Particularly tested for carbon based substrates such as carbon nanocabon tubes, the proposed method has enabled the synthesis of platinum-cobalt nanoparticles featuring lower dimensions, narrower size distributions and higher stabilities compared to the conventional methods.
The major goal of the mentioned research work has been set as preparation of a potent Pt-based catalyst for methanol oxidation reactions occurring in the fuel cells by impregnation of the catalyst precursors upon suitably chosen substrates. During recent years, Direct Methanol Fuel Cells (DMFCs) have attracted a great deal of attention as a clean and green source of energy for various electronic devices and vehicles.
"The most innovative feature of our proposed method is the fabrication of Pt-based alloys at high temperatures in form of 3-nm-sized particles on CNT substrates such that they exhibit spectacularly high thermal stability," Dr. Rozgar Ahmadi, a member of the research group, said.

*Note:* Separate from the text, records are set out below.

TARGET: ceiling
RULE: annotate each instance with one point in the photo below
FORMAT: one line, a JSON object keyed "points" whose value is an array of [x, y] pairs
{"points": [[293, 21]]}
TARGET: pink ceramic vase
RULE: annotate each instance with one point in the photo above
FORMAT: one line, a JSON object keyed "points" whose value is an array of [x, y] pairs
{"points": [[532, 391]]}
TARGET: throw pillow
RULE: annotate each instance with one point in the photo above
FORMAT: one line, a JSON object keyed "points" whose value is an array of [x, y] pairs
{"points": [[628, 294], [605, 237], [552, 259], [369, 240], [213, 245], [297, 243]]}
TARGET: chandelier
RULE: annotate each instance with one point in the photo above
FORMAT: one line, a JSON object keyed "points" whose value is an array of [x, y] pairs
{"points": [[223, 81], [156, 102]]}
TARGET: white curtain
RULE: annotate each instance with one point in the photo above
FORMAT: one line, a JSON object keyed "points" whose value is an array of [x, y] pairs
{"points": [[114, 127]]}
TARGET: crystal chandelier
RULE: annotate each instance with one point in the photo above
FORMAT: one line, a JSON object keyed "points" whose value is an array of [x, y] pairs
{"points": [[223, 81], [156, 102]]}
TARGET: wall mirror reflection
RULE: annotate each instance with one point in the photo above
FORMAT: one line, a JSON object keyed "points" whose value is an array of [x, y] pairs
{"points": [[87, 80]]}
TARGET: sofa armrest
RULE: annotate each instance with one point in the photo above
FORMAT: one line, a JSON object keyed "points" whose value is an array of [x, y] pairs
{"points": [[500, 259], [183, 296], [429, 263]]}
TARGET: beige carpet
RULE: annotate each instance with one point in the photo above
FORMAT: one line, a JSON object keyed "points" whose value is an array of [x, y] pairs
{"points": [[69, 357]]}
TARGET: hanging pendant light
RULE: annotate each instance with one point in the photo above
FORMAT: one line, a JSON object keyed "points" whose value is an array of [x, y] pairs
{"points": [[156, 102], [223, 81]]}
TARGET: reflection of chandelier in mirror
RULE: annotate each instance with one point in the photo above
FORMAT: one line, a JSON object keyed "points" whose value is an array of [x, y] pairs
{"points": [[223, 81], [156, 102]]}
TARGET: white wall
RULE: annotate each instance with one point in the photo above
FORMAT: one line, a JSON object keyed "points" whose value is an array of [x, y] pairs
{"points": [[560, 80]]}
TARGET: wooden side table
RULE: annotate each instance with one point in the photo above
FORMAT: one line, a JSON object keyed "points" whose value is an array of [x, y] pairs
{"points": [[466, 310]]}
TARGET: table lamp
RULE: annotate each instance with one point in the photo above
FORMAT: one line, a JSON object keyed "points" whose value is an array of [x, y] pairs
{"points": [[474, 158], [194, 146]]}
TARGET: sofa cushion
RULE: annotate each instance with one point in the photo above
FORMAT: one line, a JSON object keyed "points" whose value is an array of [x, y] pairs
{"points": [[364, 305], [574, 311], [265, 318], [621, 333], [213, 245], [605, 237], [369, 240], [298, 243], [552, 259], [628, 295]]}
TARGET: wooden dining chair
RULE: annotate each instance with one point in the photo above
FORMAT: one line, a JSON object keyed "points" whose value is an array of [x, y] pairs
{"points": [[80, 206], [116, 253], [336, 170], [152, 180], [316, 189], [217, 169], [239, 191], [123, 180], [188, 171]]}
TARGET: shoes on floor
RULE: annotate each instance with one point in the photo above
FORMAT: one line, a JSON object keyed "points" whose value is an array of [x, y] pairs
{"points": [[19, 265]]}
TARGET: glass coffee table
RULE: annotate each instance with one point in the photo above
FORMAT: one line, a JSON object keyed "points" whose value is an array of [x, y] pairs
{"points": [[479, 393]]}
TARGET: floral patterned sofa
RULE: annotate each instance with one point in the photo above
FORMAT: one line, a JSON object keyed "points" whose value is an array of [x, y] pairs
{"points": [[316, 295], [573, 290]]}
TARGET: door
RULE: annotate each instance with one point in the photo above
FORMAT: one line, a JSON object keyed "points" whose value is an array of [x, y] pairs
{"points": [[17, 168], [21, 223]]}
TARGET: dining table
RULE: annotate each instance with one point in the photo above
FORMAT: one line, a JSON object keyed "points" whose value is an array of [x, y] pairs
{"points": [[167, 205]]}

"This is due to the utilization of elemental sulfur as a modifying agent in course of the synthesis process which allows for obtaining smaller particles, better dispersions and higher degree of alloying. In the final step of synthesis, the used sulfur is totally eliminated through a thermal treatment process in order to avoid any possible catalyst poisoning," he added.
The above-mentioned synthesis technique has proved to be simple and straightforward and does not require any costly or complicated apparatus. In addition, the method seems attractive from a commercialization point of view as its scale-up is claimed smooth and trouble-free.